Kent McDillContributor IMay 8, 2009

LAKE FOREST, IL - APRIL 3: The Chicago Bears quarterback Jay Cutler is all smiles after being welcomed as their new quarterback during a press conference on April 3, 2009 at Halas Hall in Lake Forest, Illinois. (Photo by Jim Prisching/Getty Images)

Thanks to the addition of Jay Cutler at quarterback and Rod Marinelli as defensive coordinator, the Chicago Bears are expected to look much different in 2009 than in 2008.

Cutler will look downfield more often than Kyle Orton, Rex Grossman, and just about anybody else at quarterback for the Bears over the past 10 years. Cutler figures to get good use out of the Bears' strong tight end corps, and he should form a strong bond with young tight end Greg Olsen quickly. This could translate to more long pass plays called and properly executed this season.

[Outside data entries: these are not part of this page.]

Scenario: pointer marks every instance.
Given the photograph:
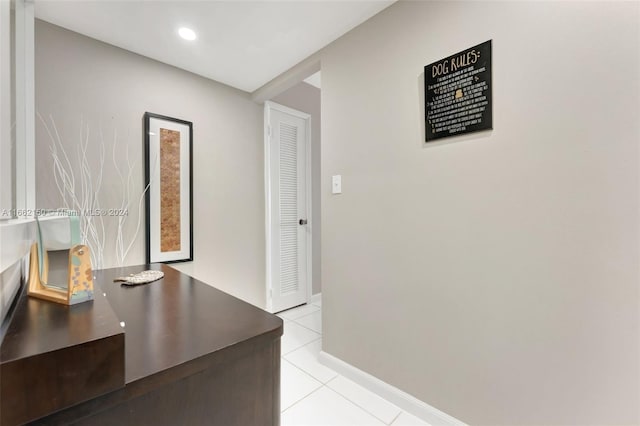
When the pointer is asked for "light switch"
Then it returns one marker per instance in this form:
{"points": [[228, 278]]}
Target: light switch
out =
{"points": [[336, 184]]}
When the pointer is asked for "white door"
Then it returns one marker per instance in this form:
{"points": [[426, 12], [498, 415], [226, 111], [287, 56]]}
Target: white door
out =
{"points": [[288, 207]]}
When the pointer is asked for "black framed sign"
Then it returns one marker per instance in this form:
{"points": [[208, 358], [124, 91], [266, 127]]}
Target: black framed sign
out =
{"points": [[458, 93], [168, 183]]}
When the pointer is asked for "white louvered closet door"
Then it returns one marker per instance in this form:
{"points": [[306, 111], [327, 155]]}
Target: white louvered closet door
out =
{"points": [[288, 210]]}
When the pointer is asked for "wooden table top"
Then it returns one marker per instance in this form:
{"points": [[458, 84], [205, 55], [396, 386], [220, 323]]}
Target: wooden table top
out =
{"points": [[39, 326], [178, 319]]}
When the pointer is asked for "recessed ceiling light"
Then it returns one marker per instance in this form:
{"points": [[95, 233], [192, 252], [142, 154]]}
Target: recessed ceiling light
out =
{"points": [[187, 33]]}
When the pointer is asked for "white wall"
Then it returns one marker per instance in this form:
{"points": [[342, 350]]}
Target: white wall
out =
{"points": [[6, 105], [80, 80], [495, 275]]}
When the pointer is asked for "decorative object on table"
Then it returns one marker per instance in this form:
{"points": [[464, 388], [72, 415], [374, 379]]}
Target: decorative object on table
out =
{"points": [[143, 277], [59, 267], [169, 200], [458, 97]]}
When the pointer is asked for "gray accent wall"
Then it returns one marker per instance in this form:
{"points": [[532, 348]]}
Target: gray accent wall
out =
{"points": [[83, 83], [493, 275], [306, 98]]}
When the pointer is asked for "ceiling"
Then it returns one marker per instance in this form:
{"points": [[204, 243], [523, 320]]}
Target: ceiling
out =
{"points": [[243, 44], [315, 79]]}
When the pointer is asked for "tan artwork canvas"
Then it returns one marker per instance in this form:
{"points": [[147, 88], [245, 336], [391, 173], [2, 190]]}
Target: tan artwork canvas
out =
{"points": [[169, 190]]}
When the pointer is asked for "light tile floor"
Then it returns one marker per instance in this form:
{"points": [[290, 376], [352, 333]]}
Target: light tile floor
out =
{"points": [[312, 394]]}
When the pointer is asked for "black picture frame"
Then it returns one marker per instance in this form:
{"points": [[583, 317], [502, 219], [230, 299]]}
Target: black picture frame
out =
{"points": [[459, 93], [153, 125]]}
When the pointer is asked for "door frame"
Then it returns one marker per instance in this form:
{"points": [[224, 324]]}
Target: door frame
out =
{"points": [[268, 107]]}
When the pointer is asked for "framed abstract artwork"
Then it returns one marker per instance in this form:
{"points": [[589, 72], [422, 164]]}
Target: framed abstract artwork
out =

The hope is that the Bears tear out from their playbook the quick sideline pass that rarely gained more than two yards for them during the Grossman-Orton era.

The "Two yard pass" may be the ugliest group of words in the sport.

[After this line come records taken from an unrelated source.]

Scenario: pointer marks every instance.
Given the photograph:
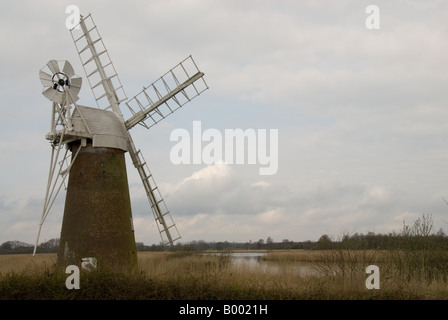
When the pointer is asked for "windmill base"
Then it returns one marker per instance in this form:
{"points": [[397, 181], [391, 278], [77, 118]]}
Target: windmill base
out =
{"points": [[97, 219]]}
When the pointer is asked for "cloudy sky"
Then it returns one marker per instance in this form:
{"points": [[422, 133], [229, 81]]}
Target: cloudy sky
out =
{"points": [[361, 114]]}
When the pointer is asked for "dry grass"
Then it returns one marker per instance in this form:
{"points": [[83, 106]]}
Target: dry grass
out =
{"points": [[189, 275], [27, 264]]}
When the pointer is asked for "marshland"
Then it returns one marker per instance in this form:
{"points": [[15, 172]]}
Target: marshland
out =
{"points": [[411, 265]]}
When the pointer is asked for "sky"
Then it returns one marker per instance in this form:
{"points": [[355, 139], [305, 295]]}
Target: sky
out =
{"points": [[360, 113]]}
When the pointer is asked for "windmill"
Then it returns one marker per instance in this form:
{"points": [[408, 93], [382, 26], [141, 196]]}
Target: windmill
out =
{"points": [[88, 146]]}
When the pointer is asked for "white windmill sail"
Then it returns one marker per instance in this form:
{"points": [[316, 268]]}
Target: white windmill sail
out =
{"points": [[171, 91]]}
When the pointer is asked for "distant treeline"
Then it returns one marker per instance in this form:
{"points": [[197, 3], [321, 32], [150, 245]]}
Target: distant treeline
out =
{"points": [[418, 236]]}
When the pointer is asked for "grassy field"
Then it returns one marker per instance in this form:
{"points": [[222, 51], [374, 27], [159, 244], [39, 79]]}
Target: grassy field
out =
{"points": [[291, 275]]}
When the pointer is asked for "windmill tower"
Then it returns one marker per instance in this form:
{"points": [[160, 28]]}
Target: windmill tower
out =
{"points": [[89, 146]]}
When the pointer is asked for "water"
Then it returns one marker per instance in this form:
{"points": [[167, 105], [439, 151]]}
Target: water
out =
{"points": [[254, 260]]}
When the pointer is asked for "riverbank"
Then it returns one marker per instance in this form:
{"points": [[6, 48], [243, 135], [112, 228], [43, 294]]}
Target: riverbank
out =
{"points": [[194, 276]]}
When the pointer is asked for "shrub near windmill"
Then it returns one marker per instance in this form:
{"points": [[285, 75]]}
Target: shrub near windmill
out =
{"points": [[97, 222]]}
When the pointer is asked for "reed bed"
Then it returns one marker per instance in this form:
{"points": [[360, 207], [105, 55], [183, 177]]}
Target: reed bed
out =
{"points": [[333, 274]]}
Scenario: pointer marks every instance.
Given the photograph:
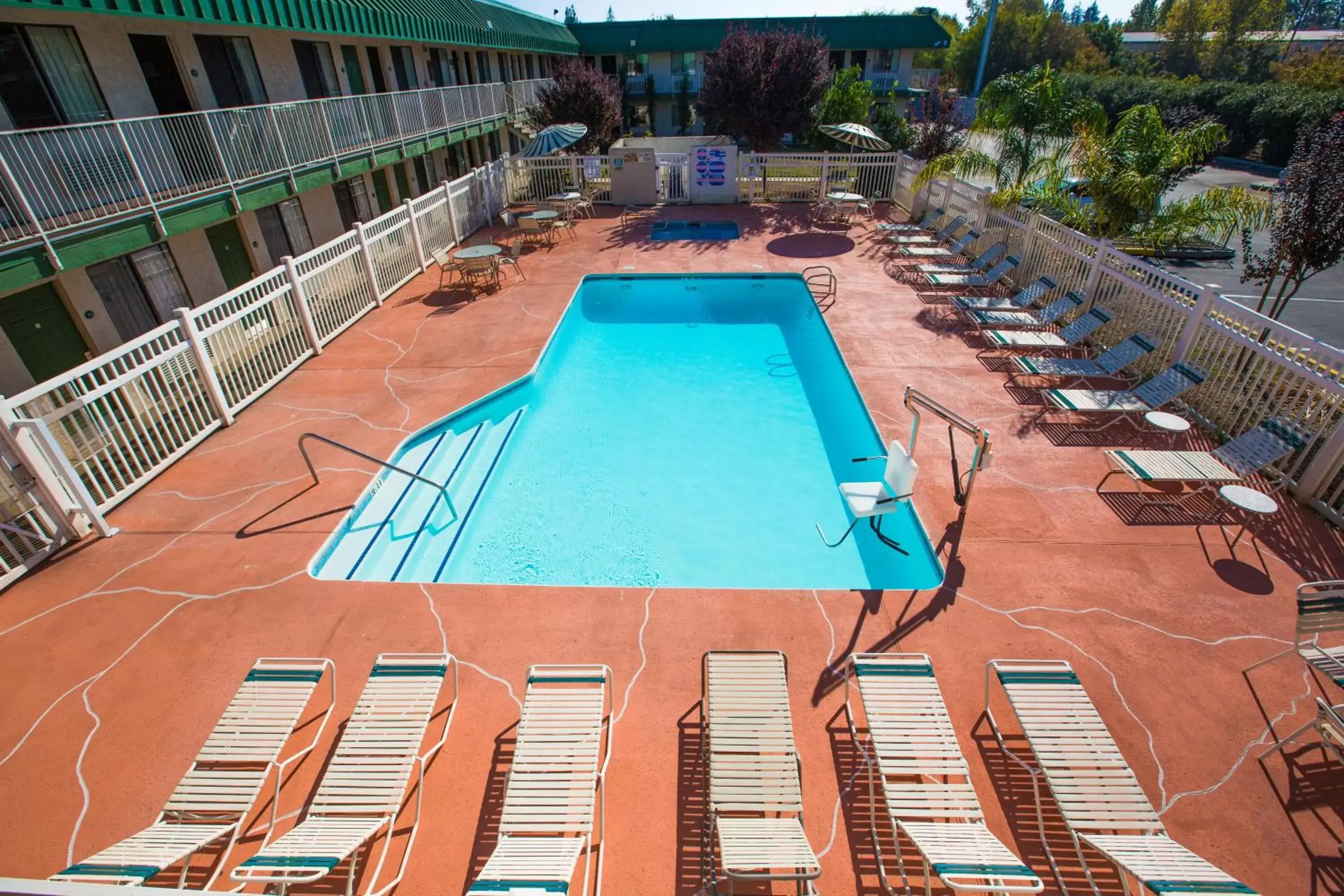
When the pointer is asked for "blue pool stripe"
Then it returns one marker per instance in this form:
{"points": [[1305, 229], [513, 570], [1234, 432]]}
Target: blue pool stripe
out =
{"points": [[420, 531], [476, 497], [420, 470]]}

The Bears will actually get to open the previously sealed section of the playbook labeled "Attempt at Your Own Risk".

They will take more chances on offense, because they now have a quarterback who can make up for any miscues on lower percentage pass plays.

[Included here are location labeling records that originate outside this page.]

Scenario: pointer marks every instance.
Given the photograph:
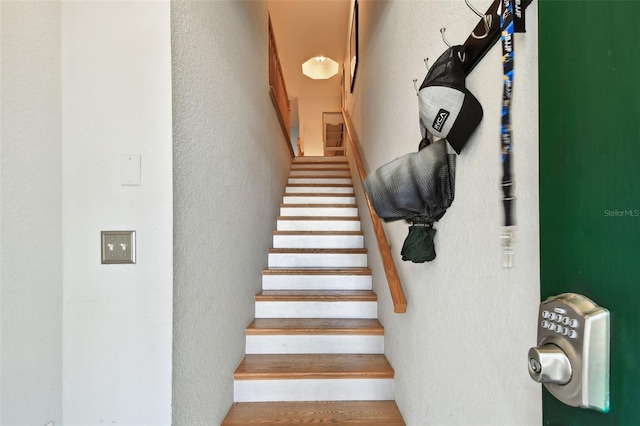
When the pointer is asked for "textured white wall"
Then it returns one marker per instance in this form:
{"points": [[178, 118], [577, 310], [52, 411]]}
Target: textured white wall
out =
{"points": [[116, 99], [230, 168], [460, 350], [30, 214], [310, 112]]}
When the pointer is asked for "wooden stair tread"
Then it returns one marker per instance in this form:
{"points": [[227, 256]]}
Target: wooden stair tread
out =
{"points": [[344, 168], [362, 413], [317, 194], [316, 295], [289, 326], [320, 158], [336, 233], [313, 206], [325, 176], [318, 218], [314, 366], [316, 251], [320, 185], [317, 271]]}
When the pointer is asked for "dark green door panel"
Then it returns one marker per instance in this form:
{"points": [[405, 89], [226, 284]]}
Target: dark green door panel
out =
{"points": [[589, 56]]}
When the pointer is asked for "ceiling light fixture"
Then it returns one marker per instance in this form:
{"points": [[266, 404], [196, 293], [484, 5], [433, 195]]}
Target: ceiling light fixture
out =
{"points": [[320, 68]]}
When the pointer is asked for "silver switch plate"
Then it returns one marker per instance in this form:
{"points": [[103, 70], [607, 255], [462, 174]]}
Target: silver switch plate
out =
{"points": [[118, 247]]}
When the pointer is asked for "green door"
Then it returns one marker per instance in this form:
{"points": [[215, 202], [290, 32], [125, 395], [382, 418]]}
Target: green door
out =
{"points": [[589, 55]]}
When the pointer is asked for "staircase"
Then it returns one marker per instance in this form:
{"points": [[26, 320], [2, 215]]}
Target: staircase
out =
{"points": [[315, 352]]}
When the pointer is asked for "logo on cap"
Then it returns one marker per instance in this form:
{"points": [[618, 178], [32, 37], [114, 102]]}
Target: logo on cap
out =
{"points": [[440, 119]]}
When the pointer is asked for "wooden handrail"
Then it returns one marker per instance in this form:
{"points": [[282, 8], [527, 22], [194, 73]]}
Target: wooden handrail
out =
{"points": [[395, 286], [278, 90]]}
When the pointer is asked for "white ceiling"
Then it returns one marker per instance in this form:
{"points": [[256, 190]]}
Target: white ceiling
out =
{"points": [[308, 28]]}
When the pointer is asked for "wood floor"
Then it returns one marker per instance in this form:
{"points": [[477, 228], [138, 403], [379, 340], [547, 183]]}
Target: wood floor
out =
{"points": [[364, 413]]}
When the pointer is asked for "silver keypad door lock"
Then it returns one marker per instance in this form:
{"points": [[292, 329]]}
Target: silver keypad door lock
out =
{"points": [[572, 356]]}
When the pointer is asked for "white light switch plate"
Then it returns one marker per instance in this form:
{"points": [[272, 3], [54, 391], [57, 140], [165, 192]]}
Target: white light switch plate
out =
{"points": [[118, 246]]}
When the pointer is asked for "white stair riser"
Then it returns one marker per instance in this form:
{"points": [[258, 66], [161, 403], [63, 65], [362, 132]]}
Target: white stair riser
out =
{"points": [[318, 225], [324, 181], [319, 211], [319, 189], [318, 241], [315, 344], [318, 199], [316, 282], [317, 260], [323, 173], [320, 166], [317, 310], [313, 390]]}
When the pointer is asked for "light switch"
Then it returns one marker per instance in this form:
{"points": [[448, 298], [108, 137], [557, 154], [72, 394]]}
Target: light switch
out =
{"points": [[131, 169], [118, 246]]}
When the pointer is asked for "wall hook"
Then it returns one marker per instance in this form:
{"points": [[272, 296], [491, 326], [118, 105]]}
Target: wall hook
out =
{"points": [[461, 56], [442, 30], [486, 19]]}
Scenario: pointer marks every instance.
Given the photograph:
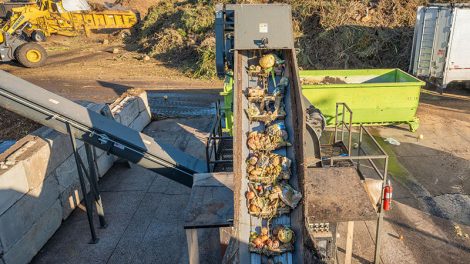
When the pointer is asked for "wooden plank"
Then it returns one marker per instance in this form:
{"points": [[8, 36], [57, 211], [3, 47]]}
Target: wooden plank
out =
{"points": [[336, 195], [349, 240], [211, 201]]}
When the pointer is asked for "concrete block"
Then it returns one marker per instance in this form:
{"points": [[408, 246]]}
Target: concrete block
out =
{"points": [[143, 100], [19, 218], [59, 145], [104, 163], [141, 121], [29, 245], [36, 164], [13, 186], [127, 112]]}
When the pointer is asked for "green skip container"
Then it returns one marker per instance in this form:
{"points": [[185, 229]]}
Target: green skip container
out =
{"points": [[376, 96]]}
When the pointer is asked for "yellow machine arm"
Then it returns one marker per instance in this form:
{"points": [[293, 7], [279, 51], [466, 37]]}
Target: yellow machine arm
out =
{"points": [[20, 16]]}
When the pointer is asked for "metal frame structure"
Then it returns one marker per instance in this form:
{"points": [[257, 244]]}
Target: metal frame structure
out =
{"points": [[93, 128], [92, 178], [215, 143], [362, 155]]}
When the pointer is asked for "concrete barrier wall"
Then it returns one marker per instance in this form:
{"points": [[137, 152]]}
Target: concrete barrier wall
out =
{"points": [[39, 185]]}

On defense, the Bears need to find the plays that describe how to properly execute a blitz.

They actually attempted their fair share of blitzes last season, but they were more like blintzes. They simply did not get to or hurry the opposing passer often enough to take advantage of the Cover Two defense they play. The Cover Two works best when the opposing quarterback can be forced into making a mistake.

Otherwise, it is just a bendable defense that does not create turnovers on its own.

Enter Rod Marinelli. He has to interject some hunger and desire to disrupt in the defense, a desire they had under former defensive coordinator Ron Rivera, and a desire they appeared to lack under Bob Babich. The absence of Mike Brown from the defense will have to be made up, and the team needs to ramp up the speed in its defensive attack in order to force its will upon the game.

The fact is the Bears were too vanilla on both sides of the ball in 2008. They need sprinkles injected into the offense and defense in order to shake things up and rearrange the status quo.